2018 marked the 50th anniversary of the introduction of energy dispersive X-ray spectrometry (EDS) with semiconductor detectors to electron-excited X-ray microanalysis. Initially useful for qualitative analysis, EDS has developed into a fully quantitative analytical tool that can match wavelength dispersive spectrometry for accuracy in the determination of major (mass concentration C > 0.1) and minor (0.01 ≤ C ≤ 0.1) constituents, and useful accuracy can extend well into the trace (0.001 < C < 0.01) constituent range even when severe peak interference occurs. Accurate analysis is possible for low atomic number elements (B, C, N, O, and F), and at low beam energy, which can optimize lateral and depth spatial resolution. By recording a full EDS spectrum at each picture element of a scan, comprehensive quantitative compositional mapping can also be performed.
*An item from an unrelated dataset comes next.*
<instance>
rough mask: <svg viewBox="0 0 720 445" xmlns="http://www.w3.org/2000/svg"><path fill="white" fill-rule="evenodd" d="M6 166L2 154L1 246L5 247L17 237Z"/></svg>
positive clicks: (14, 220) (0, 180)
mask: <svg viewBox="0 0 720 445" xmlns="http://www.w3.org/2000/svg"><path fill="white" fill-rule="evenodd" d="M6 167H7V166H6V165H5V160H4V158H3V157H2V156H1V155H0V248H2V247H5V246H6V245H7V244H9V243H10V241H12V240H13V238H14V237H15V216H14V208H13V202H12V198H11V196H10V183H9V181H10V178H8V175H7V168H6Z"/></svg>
Compositional imaging with electron energy loss spectroscopy (EELS) can be performed in both the energy-filtering transmission electron microscope (EFTEM) and in the scanning transmission electron microscope (STEM). Quantitative elemental distributions are obtained from core-edges produced by inner-shell excitations, although more detailed information about chemical bonding and electronic structure is also available from the fine structure associated with valence electron excitations. The fixed-beam EFTEM can provide data from large numbers of pixels very rapidly and offers an advantage for analysis of extended specimen regions containing relatively high atomic concentrations. Acquisition of entire spectra at each pixel in the field-emission STEM (spectrum-imaging technique) provides improved flexibility and accuracy despite the longer recording times. Spectrum-imaging allows post facto data processing with parameters that can be varied after acquisition is completed. In suitably thin specimens, EELS compositional mapping can provide a sensitivity of a few atoms for certain elements.